WE CANNOT BOYCOTT OUR WAY INTO A “CRUELTY-FREE” ZONE

Nonetheless, there is some progress. The 2015 Modern Slavery Act requires all businesses to issue a yearly report detailing the presence of slavery at any stage in their production chain and if any steps have been taken to address the issue. Companies are eagerly seizing the opportunity to gain positive publicity. Nonetheless, the issue remains pressing for products sourced abroad, especially in impoverished countries where slavery is rife. Chocolate is a representative example. People are aware that it takes more than a vegan label to make chocolate ethical, as child slavery is rife in cocoa plantations in West Africa and Brazil, where most raw cocoa comes from. Many international corporations – such as Mars – have come under fire for declaring they were unaware where their materials came from.

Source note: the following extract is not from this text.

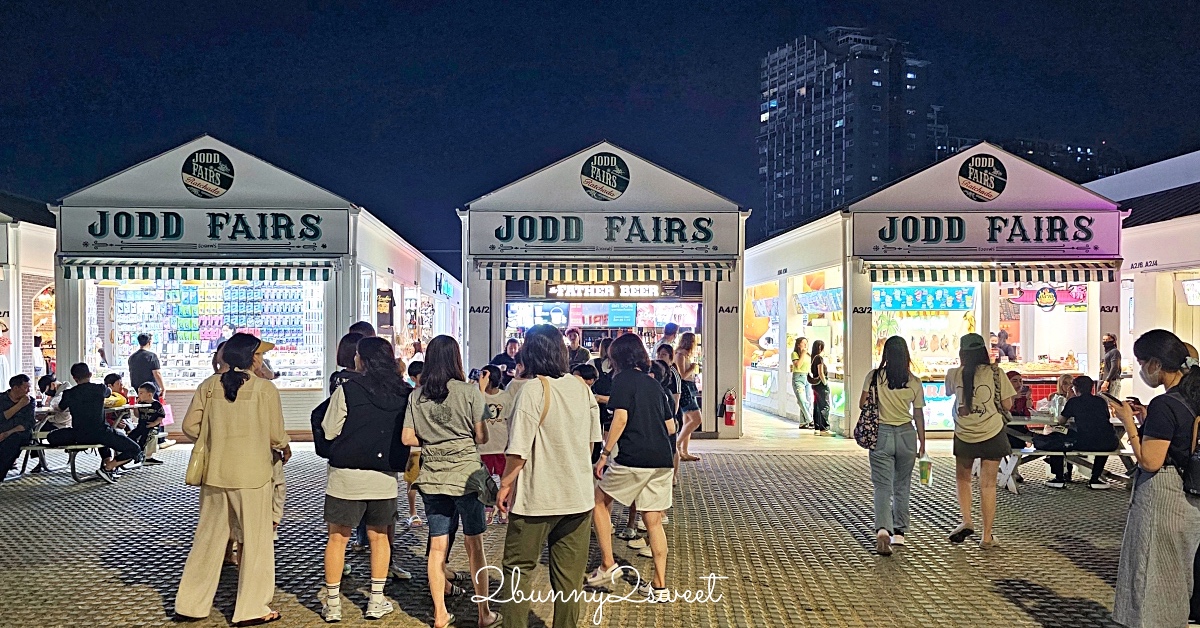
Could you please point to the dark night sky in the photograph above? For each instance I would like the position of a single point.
(413, 113)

Sadly, the rest of the agricultural market remains neglected. The vegan narrative – one which relies so heavily on the “cruelty free” label – is inadvertently amplifying romantic notions of crop-harvesting. The risk is that as companies seek to profit from the equation of veganism and cruelty-free, the marketing machine will make this notion so widespread it will be impossible to shatter. These workers have no voice: it is our duty to recognise their deaths are in our salads.